While build caching could help mask problems caused by poor modularity, such as the same source file being built multiple times in different subdirectories of a build, rather than just once, that's really not what its for.
It solves the toolchain problem that the toolchain doesn't remember that it's already built something before; if you give it the same inputs, it will compile them every time, taking the same time as before.
Caching lets you do a clean rebuild in a newly spun up environment with a new checkout of the source code, while saving time by re-using pieces that have not changed from another build (not necessarily identical to that one).
Yes, there could be less of a need for caching if incremental builds were rigorously reliable. Every instance of a CI server could then just update the same repository in-place with new commits, and run an incremental build. But caching would still help with that. For instance, if a commit happens to revert a file to a prior state, caching will pick up on that and pull out the prior object file for that.
When you use caching in a private repository where you have reliable incremental builds, you still see an improvement. For instance, when you throw away some experimental code, returning files to a prior state, and run a build, the object files just come blazing out of the cache.
When you do a "git bisect" to find a bug, same thing: the old commits build really fast.
While I'm less absolutist about the matter than dboreham seems to be, I feel the need to point out that a clean rebuild by definition doesn't have anything cached - that's what "clean" means. If the build environment has access to data from a previous build, it's not clean.

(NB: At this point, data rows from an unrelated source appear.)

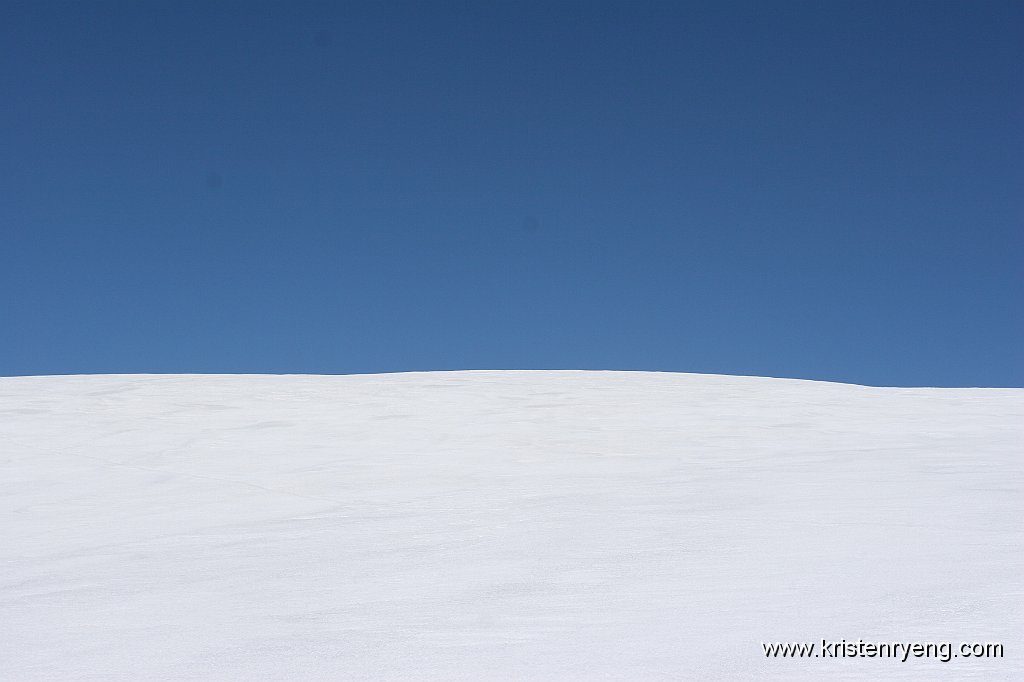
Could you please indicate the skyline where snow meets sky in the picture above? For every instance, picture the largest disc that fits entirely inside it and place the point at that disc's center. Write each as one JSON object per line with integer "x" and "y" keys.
{"x": 813, "y": 189}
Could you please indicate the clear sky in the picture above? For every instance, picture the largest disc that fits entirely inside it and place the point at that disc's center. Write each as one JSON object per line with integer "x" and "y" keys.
{"x": 815, "y": 189}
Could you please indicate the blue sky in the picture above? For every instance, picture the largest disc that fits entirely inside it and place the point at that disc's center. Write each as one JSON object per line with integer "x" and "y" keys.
{"x": 814, "y": 189}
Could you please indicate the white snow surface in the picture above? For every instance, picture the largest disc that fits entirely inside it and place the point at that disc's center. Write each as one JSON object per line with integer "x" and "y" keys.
{"x": 503, "y": 525}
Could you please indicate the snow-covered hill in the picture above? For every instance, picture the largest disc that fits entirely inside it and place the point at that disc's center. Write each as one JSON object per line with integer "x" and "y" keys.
{"x": 503, "y": 525}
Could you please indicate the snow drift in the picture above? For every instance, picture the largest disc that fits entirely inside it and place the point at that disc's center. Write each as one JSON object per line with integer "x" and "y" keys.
{"x": 503, "y": 525}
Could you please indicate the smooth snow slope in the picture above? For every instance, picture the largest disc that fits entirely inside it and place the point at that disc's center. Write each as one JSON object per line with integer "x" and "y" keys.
{"x": 503, "y": 525}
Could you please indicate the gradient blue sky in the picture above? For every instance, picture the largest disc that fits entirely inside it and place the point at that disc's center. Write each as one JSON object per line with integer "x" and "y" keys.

It's useful (perhaps because "something's wrong with the tool chain or its users", or perhaps for legitimate reasons) to have a cached build as a intermediate step between a incremental build and a full (and slow) clean rebuild, but it is between.

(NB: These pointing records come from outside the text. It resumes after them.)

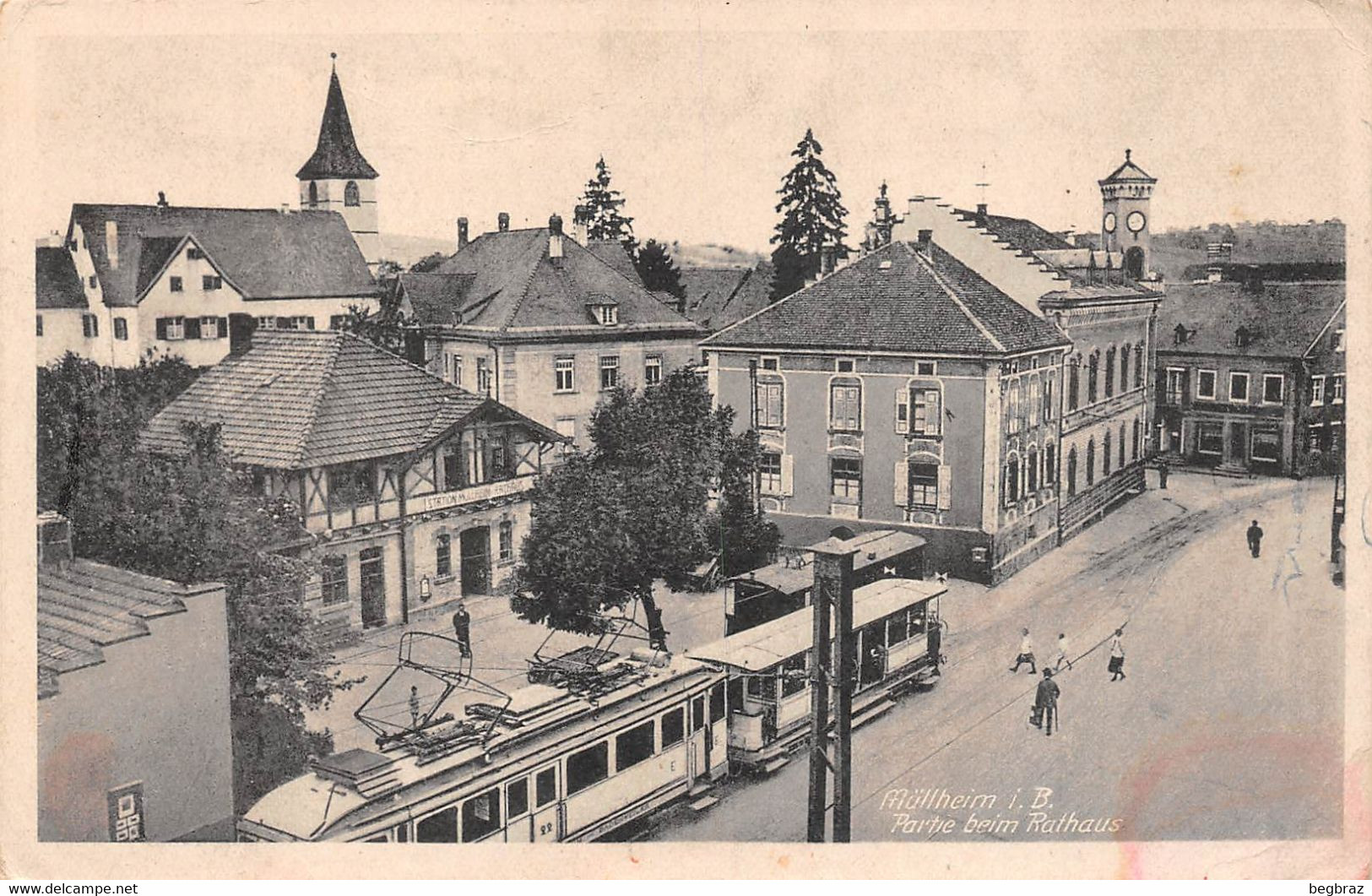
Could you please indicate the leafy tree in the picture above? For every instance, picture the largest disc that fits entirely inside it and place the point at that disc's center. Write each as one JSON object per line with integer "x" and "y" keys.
{"x": 658, "y": 272}
{"x": 812, "y": 219}
{"x": 634, "y": 508}
{"x": 191, "y": 519}
{"x": 605, "y": 208}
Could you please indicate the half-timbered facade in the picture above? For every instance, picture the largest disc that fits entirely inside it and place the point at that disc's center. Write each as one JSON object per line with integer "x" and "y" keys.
{"x": 416, "y": 491}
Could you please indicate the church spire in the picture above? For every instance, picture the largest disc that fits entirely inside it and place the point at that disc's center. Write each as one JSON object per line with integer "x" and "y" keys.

Wiyh reliable caching schemes you don't need "clean" builds. Bazel and co (used by Google, FB, Twitter, etc) all use distributed build machines w/ caches.
The idea that you can't trust your incremental build and so need to discard it occasionally is a deep failure of how most incremental builds are done (mtime) and not a fundamental flaw in caching.
I don't think that's quite true. If you can perfectly encapsulate your compile environment and ensure that you explicitly capture all inputs, then you can store cached artifacts by the hash of their inputs and be confident that you will always build the exact same thing. Of course, at that point we're more talking about nix than *cache.
It's worth noting that sccache is specifically designed to support sharing caches across machines, not just locally. I don't really see what the benefit of a language having first-class support for using a cache from S3 or whatever instead of it just being a third party tool.
Compilation can be a big overhead on C++ codebases even when there is plenty of care in regards to modularity. Projects that are heavy on templates usually benefit a lot from compile caching mechanisms.
When using the disk cache, ccache is still faster on cache hits due to also checking the hash of all input files (called a manifest) before even executing the preprocessor. It also can just clone/hardlink the file in the cache instead of copying it.